Compared with changes in temperature extremes, the trends in precipitation indices are more ambiguous. For China as a whole, most indices show a wetting, with regional annual total precipitation increasing. The other precipitation indices, including average wet day precipitation, maximum 1-day precipitation, maximum 5-day precipitation and heavy precipitation days, are positively correlated with annual total precipitation, and exhibit a regional increasing trend during 1961–2003. Consecutive dry days are negatively correlated with annual total precipitation and show a decrease.

Within China there are large differences with general drying in the north and wetting in the south (the latter dominates the regional signal). For annual total precipitation, most of the declining trends occur in the Yellow River basin and in northern China Stations in southern China tend to have the larger positive trend magnitudes for all precipitation indices based on intensity. Unusually though, the strongest negative trends in consecutive dry days are in northern China, because values of CDD are typically higher in the drier climates of northern and western China. This means that precipitation may become more frequent in northern regions, even though it is not becoming heavier.

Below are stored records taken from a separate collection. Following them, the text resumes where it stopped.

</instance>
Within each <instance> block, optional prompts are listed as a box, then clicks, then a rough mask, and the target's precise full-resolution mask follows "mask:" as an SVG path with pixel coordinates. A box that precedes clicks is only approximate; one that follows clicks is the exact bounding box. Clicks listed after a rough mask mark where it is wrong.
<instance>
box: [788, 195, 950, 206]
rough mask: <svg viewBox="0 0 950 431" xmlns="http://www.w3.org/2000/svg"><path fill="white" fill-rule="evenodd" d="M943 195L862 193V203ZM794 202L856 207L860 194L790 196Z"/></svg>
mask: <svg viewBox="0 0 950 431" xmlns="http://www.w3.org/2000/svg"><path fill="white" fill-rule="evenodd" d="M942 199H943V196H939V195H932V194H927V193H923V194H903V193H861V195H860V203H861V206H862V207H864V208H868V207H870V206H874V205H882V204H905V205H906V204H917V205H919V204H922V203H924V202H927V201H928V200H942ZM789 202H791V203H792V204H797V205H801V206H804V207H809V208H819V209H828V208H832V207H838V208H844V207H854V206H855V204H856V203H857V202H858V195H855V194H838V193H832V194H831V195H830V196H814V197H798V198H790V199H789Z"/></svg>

Precipitation in China mostly occurs during the summer monsoon and since the 1970s, the Asian monsoon circulation is thought to have weakened (Wang 2001). This tends to produce heavier precipitation in southern China but less moisture transport to regions further north. Warmer waters in the Western Pacific and South China Sea tend to enhance the subtropical high that stalls the summer rain belt for long periods over southern China (Xu 2006). Thus the decline of the Asian monsoonal circulation strength has contributed to severe rainfall anomalies over recent decades, including floods in southern China, and droughts in the north (Ding 2005; Gong and Wang 2000; Xu 2006). Increasing geopotential height over Mongolia and northern China, the South China Sea and west Pacific regions has also prevented the northward propagation of the vapor flux, increasing summer precipitation in the middle and lower Yangtze River basin (Wang and Zhou 2005; Zhang et al. 2008). In winter, the southwesterly wind in northern Mongolia has strengthened, which in turn weakens the southern extent of the winter monsoon, limiting its southward extension. This would explain why the cold temperature extremes events have greatly decreased in northern China,

The reasons for such a decline in monsoon strength are widely debated. They may relate to increased air pollution, especially sulfate aerosols, over south-central China. Several model simulations suggest that anthropogenic air pollution may have contributed to the decline of the East Asian summer monsoon (Xu 2006). However it is also know that climate warming would increase atmospheric moisture advection from the oceans because evapotranspiration would increase preferentially over the ocean, altering the distribution of precipitation (IPCC 2007). Thus many models disagree about the impacts of greenhouse warming on rainfall changes in China (Gong and Wang 2000).

We have not assessed the reasons for the changes we observed in this study but plan to do so in subsequent work. In particular assessment of changes in extremes in climate model simulations (as well as observations) is required to see how anthropogenic emissions are expected to influence extremes. We should also look at relationships between changes in temperature extremes and attendant changes in precipitation extremes, since any enhancement of the hydrological cycle under warmer temperatures should mean that the two types of extreme are not necessarily independent.